Рая вытянула шею вправо, но в той части телевизора показывали пустой кусок парка, и она вытянула влево, где растрепанная женщина с ножом в руке и с ужасом в глазах выглядывала из-за дерева. Играла тревожная музыка.
— Разве обычно не на месяц? — повторил Сева.
— На месяц, — машинально ответила она.
— Откуда ты знаешь?
— Ну-у… — она продолжала тянуть шею и смотреть в экран. — Потому что она ребенок, Сева, а у детей бешеная регенерация.
— Тогда почему на два?
— Наверное, какой-то сложный оскольчатый перелом.
Сева глухо застонал.
— Ни за что себе не прощу! Наверное, там страшный, ужасный, кошмарный перелом, иначе бы наложили только на месяц. И месяц-то долго! А тут целых два!
Тревожная музыка в телевизоре стала еще тревожней. Рая затаила дыхание и перестала моргать.
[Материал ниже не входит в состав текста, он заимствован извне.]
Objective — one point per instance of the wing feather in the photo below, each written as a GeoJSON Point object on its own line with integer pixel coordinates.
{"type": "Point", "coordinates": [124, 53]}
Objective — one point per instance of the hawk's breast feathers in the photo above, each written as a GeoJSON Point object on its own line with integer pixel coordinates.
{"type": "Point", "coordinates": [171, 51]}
— Раиса, — позвал ее Сева.
— И хорошо, — отозвалась она, покусывая губы и не сводя глаз с экрана. —Успеет подготовиться к школе. Ты знаешь, что в школу теперь поступают, как в институт: только через экзамены. А тут ты со своим костылем, — она прыснула и посмотрела на Севу.
На его лице по очереди отразились беспомощность, разочарование и гнев — и это так ее подстегнуло, что она зажала себе рот ладонью, и теперь хохот звучал как частое истерическое сморкание.
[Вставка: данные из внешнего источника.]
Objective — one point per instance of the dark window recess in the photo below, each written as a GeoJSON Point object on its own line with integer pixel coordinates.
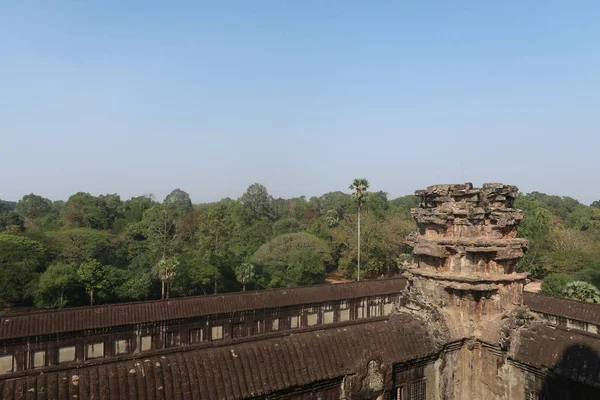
{"type": "Point", "coordinates": [418, 390]}
{"type": "Point", "coordinates": [259, 326]}
{"type": "Point", "coordinates": [238, 330]}
{"type": "Point", "coordinates": [532, 395]}
{"type": "Point", "coordinates": [172, 339]}
{"type": "Point", "coordinates": [196, 336]}
{"type": "Point", "coordinates": [399, 392]}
— Ребенок! — затрясся он в гневе, выставив вперед оба кулака. — Ты знаешь, что такое лето для ребенка?
— Еще как! Девяносто два трудодня без возможности отлынить! Асхатов, да уйди ты от телевизора! Что ты хочешь от меня? Они наверняка даже не знают, что какой-то полоумный старик запустил в их ребенка костылем. Они думают, упала сама! Да и листьев там — во! — она раскинула руки, демонстрируя количество. — Я так думаю, что Лилька и сама не знает, отчего она шмякнулась. Костыль-то остался по эту сторону забора, а свалилась она — по ту! Всё! Уйди!
На какое-то мгновение лицо Севы разгладилось, и он почти улыбнулся, потом вдруг снова насупился и почти вскричал:
— Дура! Ты думаешь, я из-за страха? По-твоему, я кто? Сколько, по-твоему, мне лет? Я человека покалечил! Ребенка!
— Покалечил, Сева. Всё. Нет тебе прощения. И если ад есть — гореть тебе в аду. А теперь дай мне посмотреть фильм.
— Хорошо, но завтра отведи меня к ним.
Рая оторвалась от телевизора и уставилась на него круглыми глазами.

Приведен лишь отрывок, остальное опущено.